A moderate-risk procedure like gall bladder removal or joint replacement involved a risk of death that was higher than 5 percent within a month for frail patients, and a nearly 19-percent risk for the very frail.
Those numbers rose over time. By 90 days, mortality after supposedly low-risk surgery climbed to 5 percent in the frail and about 23 percent in the very frail; for moderate-risk operations, the rates were about 11 percent and 34 percent, respectively.
After six months, roughly 9 percent of frail patients who’d had the lowest-risk procedures and 16 percent of those undergoing moderate-risk surgeries had died. So had 35 to 43 percent of the very frail.
It might not be the hernia repair or cyst removal, or complications thereof, that caused their deaths, of course. Those patients have shortened life expectancies, with or without surgery.
“Frailty means you’ve probably entered the last season of your life,” said Dr. Hall (who is also an Episcopal priest).
Moreover, living longer is not older people’s only concern, or even their primary one, Dr. Rosenthal pointed out. “We don’t ask patients often enough, ‘What’s important to you?’”
A frail patient, she noted in an editorial published in JAMA Surgery, may opt for an operation that increases comfort or mobility, even if it also raises the odds of dying.
Screening patients for frailty may allow those facing greater risk to begin several weeks of so-called pre-habilitation, to improve their nutrition and endurance.
But frailty also brings greater urgency to the discussions surgeons have with patients and families, who need to understand not only surgical risks, but what their lives may be like after surgery.
“It might not dominate the decision, but it could engender a few more questions,” Dr. Hall said.
Unhappily, another recent study in JAMA Surgery shows how difficult it remains to pose these questions.
Dr. Gretchen Schwarze, a vascular surgeon at the University of Wisconsin-Madison who studies doctor-patient communications, has too often heard patients say they had no choice but surgery, or were blindsided by how debilitated they felt afterward.
So she and her colleagues recently developed an 11-question brochure for older adults considering major surgery. Working with surgeons at five hospitals, the team sent it to 223 patients before their consultations.
Did those patients, who all had other serious illnesses, ask their surgeons more questions than a control group who didn’t receive the brochure? The team recorded everyone’s visits and learned that no, they didn’t. About half hadn’t even read the brochure.
“If you want to change communications, you probably have to work on the surgeons” more than the patients, Dr. Schwarze concluded.
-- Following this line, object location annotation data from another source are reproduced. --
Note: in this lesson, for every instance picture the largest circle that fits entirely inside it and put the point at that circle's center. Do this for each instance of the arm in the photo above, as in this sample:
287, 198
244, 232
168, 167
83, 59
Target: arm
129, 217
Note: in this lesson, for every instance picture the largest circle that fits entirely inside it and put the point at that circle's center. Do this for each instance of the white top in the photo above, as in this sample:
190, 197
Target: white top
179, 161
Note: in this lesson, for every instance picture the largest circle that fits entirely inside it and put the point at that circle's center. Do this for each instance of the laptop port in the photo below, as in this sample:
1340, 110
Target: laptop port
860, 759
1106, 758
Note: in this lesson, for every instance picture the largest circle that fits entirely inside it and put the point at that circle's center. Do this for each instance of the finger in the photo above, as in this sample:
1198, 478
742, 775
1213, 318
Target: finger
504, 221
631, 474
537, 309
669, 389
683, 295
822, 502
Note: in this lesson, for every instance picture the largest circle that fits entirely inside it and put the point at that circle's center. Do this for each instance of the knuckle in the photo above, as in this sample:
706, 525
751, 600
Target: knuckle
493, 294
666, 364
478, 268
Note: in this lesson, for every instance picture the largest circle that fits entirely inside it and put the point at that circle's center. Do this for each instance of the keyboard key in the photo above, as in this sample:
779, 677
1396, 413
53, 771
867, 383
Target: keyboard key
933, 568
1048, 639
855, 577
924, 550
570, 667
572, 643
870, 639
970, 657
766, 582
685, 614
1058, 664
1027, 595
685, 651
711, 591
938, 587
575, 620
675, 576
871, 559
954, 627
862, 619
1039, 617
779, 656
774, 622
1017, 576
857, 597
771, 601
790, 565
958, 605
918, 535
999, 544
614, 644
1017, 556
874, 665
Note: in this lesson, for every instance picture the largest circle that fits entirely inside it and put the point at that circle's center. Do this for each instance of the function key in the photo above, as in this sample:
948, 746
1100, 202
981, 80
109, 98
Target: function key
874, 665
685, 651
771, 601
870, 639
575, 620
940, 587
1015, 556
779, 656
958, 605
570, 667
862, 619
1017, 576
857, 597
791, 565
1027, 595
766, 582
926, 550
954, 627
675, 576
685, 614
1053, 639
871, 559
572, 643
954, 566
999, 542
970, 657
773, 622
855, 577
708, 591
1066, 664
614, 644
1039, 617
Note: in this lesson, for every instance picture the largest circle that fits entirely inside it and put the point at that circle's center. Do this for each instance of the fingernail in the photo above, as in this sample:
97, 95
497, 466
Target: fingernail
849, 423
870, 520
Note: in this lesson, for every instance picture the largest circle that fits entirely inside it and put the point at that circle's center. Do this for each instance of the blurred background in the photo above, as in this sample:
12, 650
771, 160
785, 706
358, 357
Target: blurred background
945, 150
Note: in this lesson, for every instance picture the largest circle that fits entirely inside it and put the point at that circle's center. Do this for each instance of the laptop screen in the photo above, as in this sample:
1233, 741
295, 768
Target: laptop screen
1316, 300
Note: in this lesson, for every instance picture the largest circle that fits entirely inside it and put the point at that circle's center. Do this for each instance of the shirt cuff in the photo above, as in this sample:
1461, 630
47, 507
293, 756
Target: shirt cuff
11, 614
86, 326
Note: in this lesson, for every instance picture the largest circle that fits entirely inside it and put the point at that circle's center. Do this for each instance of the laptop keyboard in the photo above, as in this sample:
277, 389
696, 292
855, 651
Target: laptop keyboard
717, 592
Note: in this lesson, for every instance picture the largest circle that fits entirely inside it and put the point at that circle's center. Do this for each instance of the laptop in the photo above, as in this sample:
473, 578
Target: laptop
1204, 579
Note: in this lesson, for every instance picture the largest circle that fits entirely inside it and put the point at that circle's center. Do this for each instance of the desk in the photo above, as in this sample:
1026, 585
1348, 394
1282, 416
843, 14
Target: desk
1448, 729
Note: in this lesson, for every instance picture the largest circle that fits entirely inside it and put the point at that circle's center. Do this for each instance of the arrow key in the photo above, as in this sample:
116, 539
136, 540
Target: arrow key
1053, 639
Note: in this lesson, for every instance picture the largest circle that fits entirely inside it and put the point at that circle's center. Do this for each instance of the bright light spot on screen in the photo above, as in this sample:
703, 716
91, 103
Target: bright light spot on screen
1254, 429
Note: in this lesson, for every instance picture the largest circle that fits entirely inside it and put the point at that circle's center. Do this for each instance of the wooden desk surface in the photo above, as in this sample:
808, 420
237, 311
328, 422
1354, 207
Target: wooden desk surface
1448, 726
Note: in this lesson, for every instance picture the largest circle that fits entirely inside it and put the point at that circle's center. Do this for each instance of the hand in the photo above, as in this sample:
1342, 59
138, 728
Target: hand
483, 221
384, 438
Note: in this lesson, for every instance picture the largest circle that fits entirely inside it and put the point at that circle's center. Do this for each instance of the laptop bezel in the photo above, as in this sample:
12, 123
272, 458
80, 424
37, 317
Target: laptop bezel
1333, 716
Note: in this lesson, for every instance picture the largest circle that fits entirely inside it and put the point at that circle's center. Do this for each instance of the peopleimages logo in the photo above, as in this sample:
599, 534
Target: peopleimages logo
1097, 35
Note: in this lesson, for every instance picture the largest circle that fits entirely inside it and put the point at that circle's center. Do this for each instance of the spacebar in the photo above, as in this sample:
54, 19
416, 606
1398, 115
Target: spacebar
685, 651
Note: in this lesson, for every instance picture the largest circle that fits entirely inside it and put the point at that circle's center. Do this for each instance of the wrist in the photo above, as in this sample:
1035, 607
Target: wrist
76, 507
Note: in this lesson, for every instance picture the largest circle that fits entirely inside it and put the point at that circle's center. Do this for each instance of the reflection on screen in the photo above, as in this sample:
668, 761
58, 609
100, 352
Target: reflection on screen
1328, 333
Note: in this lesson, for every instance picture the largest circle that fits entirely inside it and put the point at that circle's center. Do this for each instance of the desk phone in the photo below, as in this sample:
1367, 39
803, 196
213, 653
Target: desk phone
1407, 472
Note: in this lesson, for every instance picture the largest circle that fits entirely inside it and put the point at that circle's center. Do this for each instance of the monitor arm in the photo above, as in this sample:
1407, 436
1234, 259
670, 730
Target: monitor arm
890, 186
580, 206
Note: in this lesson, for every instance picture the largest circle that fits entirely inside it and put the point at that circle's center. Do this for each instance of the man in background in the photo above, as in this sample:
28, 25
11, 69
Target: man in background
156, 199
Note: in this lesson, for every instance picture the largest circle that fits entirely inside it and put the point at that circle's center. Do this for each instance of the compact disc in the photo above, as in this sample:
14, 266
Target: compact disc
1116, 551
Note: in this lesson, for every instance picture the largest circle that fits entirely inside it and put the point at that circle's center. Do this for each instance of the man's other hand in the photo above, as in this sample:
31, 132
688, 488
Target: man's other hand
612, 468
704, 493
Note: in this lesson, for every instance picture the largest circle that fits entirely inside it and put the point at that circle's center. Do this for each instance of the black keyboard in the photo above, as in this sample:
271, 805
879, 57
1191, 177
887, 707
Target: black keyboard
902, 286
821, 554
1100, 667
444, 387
But she noted that such questions will serve any older patient contemplating surgery, minor or major: What are my options? Will surgery make me feel better? Help me live longer? How much longer?
What will daily life look like right after surgery, or three months or a year later? What serious complications might arise? What will those mean for me?
When Dr. Hall discussed such matters with his frail patient, whose pancreatitis might never return, the man decided against gall bladder surgery. Time spent in the hospital, possibly in intensive care, and the potential need for recovery in a nursing home sounded unappealing.
From the patient’s perspective, “the risks of doing the surgery were greater than the risk of recurring pancreatitis,” Dr. Hall said. “We chose not to do the operation.”